A. The best reason for flying direct to Honolulu is that inter-island flights leave almost every 30 minutes, so if there's a delay in your inbound flight to HNL it won't matter. Should you somehow misconnect in SFO or LAX it might not be as easy to get on another flight to Maui.
Q. My wife and I were on our way to Jamaica when, after checking in, we were held up in a ridiculously long security line. By the time we were cleared, our gate was closed and the plane was pulling away. We had to catch a much later flight, and lost a full day at the beach. Isn't there something to be done about these lengthy waits?
A. Aside from applying for TSA PreCheck, there's always just good old-fashioned showing up early. You may try checking the wait times in advance. Also, if flying from an airport you've never used before, leave yourself extra time in case of unexpected obstacles. Getting your boarding pass online or using an automated check-in kiosk will save you time as well. If all else fails, it certainly doesn't hurt to let security know that you're late for your flight. You may be allowed to skip to the front of the line.

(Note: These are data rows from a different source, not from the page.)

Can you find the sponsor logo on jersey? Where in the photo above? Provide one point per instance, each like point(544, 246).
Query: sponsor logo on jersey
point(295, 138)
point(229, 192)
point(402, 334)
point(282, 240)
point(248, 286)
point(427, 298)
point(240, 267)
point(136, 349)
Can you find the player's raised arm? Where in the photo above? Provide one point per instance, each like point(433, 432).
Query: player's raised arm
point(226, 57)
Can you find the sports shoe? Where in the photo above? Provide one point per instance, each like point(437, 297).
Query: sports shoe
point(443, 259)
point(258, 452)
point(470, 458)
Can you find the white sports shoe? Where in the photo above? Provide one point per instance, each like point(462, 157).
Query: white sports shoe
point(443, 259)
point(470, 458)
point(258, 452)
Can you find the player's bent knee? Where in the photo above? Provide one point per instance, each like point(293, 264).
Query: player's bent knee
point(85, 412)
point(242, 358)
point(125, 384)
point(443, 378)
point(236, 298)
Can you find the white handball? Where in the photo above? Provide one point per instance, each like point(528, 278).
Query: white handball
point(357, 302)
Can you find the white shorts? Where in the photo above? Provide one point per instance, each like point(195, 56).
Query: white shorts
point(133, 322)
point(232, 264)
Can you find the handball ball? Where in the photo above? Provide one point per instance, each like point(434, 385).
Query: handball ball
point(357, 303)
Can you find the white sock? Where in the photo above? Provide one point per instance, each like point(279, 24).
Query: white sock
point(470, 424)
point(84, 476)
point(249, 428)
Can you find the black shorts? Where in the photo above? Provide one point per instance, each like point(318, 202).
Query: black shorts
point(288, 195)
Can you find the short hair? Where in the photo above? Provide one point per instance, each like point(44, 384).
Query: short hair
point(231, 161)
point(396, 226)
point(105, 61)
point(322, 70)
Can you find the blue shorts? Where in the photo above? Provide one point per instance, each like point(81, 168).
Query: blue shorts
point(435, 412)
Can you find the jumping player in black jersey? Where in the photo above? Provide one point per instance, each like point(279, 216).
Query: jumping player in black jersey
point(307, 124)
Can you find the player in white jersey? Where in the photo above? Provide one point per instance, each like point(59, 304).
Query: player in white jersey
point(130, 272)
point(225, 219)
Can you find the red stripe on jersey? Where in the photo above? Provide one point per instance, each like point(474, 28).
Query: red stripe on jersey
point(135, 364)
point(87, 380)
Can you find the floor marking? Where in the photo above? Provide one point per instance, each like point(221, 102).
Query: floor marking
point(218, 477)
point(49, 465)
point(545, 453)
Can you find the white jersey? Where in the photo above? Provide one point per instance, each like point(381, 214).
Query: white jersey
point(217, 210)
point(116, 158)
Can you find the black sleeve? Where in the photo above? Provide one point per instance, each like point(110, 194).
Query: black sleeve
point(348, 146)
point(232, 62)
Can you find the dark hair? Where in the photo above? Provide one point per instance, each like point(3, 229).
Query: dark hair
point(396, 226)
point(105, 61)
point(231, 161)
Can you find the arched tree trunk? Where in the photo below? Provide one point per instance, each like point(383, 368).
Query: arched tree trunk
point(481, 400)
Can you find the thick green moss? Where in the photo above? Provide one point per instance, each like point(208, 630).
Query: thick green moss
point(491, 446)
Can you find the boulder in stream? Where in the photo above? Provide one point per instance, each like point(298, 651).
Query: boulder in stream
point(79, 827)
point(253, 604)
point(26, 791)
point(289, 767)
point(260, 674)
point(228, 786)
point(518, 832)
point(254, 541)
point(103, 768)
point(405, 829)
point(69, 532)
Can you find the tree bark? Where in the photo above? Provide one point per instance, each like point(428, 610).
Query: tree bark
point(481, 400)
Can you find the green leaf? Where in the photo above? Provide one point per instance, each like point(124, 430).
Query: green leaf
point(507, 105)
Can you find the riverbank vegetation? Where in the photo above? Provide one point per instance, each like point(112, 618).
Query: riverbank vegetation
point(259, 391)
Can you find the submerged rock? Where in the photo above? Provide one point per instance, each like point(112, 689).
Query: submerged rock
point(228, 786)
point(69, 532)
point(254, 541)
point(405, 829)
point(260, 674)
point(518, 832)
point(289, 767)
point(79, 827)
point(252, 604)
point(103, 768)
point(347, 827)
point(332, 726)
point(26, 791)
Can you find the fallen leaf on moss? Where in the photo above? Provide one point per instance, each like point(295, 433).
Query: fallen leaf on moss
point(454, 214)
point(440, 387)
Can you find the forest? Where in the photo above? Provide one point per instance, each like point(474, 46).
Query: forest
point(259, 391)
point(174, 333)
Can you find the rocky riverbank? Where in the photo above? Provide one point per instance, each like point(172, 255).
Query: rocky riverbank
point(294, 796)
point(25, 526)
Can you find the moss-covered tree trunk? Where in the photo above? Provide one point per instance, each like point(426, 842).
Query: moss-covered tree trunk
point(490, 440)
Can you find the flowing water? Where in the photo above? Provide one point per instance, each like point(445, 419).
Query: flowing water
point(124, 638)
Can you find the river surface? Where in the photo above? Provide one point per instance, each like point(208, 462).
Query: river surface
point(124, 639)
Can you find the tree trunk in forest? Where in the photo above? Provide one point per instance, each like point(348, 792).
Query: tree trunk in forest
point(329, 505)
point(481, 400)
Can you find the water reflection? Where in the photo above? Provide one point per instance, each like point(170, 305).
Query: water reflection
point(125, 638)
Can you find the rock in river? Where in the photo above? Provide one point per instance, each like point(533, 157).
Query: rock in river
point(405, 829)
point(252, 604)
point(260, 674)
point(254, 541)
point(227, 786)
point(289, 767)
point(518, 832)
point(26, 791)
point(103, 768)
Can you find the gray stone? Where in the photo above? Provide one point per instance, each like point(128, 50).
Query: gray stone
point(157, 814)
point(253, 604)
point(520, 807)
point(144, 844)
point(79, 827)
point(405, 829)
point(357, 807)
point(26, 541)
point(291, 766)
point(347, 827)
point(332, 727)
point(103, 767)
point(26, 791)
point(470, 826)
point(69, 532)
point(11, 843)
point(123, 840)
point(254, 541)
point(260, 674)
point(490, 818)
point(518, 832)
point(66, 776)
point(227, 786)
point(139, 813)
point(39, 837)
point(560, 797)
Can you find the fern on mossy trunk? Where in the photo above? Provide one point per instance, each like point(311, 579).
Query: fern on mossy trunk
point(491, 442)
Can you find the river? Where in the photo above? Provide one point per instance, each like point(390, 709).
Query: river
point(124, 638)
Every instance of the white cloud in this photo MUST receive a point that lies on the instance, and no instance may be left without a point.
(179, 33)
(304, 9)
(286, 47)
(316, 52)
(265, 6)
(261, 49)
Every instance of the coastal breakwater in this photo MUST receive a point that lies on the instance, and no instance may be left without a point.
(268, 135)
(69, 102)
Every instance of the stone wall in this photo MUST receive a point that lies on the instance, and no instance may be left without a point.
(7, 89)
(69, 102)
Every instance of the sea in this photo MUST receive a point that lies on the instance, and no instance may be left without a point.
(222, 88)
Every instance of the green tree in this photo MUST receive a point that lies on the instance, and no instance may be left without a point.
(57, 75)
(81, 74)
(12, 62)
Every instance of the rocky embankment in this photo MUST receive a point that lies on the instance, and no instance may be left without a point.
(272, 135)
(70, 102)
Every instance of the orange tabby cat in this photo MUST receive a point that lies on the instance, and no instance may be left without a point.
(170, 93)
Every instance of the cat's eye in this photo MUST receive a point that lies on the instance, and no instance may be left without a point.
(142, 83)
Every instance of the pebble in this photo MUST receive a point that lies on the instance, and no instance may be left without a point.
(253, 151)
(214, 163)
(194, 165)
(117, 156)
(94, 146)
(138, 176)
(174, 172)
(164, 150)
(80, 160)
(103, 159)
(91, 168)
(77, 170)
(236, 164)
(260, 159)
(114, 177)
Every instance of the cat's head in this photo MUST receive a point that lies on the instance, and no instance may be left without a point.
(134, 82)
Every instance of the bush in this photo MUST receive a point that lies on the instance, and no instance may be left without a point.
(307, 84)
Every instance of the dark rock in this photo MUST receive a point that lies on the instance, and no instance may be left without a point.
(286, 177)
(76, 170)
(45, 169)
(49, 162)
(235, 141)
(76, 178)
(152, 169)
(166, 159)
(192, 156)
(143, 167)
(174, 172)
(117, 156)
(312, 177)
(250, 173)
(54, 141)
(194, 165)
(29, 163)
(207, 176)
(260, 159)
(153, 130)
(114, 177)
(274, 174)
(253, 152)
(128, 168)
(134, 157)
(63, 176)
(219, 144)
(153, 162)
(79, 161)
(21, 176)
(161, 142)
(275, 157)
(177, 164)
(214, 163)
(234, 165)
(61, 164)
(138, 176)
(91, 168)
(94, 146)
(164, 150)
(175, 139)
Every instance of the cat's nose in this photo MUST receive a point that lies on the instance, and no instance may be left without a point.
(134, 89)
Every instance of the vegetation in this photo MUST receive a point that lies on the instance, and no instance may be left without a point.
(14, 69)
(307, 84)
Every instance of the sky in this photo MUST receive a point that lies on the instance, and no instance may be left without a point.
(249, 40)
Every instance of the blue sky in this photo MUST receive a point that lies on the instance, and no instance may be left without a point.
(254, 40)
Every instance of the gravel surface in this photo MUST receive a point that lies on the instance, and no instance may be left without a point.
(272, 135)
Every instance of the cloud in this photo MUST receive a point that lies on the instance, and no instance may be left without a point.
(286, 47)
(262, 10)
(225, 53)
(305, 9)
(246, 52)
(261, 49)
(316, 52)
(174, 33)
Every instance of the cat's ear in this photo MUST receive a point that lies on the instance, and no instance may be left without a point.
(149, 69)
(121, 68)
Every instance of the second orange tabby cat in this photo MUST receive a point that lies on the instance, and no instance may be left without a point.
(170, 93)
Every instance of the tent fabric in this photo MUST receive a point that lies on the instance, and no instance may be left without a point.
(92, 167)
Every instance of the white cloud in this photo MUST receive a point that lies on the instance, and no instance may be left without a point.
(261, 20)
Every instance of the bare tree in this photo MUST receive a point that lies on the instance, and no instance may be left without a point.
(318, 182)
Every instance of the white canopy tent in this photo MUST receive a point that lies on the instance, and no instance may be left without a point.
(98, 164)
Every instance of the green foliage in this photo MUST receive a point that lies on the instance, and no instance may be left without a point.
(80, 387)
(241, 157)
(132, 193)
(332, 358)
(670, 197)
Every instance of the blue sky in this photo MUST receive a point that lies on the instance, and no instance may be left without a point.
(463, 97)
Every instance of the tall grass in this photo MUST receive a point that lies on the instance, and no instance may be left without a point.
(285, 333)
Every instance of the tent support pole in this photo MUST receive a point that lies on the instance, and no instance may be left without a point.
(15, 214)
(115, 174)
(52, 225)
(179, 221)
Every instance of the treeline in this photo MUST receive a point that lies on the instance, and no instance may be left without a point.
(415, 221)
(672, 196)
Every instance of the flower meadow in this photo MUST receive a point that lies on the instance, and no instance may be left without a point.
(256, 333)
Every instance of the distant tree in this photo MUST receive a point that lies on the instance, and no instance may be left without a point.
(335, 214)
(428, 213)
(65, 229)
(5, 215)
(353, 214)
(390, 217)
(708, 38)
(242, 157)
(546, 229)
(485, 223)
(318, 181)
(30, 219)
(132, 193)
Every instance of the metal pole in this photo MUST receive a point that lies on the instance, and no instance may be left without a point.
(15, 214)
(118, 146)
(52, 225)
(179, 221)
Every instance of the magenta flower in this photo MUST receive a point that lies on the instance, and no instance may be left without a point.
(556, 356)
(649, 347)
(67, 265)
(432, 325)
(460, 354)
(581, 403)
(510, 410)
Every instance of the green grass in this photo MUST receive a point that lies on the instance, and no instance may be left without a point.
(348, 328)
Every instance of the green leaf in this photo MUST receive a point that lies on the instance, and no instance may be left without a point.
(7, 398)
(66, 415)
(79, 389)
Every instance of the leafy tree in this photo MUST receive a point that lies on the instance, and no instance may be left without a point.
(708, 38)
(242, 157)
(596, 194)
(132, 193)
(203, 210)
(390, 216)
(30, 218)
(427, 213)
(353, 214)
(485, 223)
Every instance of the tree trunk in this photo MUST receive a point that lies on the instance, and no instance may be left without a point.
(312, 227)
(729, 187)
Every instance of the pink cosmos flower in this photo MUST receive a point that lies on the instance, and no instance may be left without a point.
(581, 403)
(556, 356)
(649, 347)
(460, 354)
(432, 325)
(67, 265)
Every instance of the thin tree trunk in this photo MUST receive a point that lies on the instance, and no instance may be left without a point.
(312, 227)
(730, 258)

Q. We bought an airline ticket for our teenage son using a credit card and sent him off to the airport. Even though he had a boarding pass printed at home and checked in online, when he got to the airport the airline asked him to show the credit card used to purchase the ticket. Luckily, my husband was available to rush to the airport to provide the card. Otherwise, he would have had to buy a new ticket or not fly. Why did the airline do this, and do all airlines require a credit card to be shown?
A. The only reason I can think of is to prevent fraud, but as you say, your son checked in online and had a boarding pass. I asked my twitter followers if they had ever had this happen to them, and quite a few said yes. It’s fairly rare, but the worst that usually happens is the passenger must buy a new fare and get reimbursed when the original credit card is produced. Anyone who buys a ticket for a third party should be prepared to show the credit card used to purchase it.
Q. Should anything arise before our upcoming vacation, is it possible to get travel insurance that would cover cancellations for any reason?
A. There is such a thing as cancel for any reason insurance, however the premiums are considerably higher than for regular travel insurance; plus cancellation typically must be made at least 48 hours before departure and you won’t get 100% of your expenses refunded.
You might try comparing policies on sites like TravelGuard or InsureMyTrip.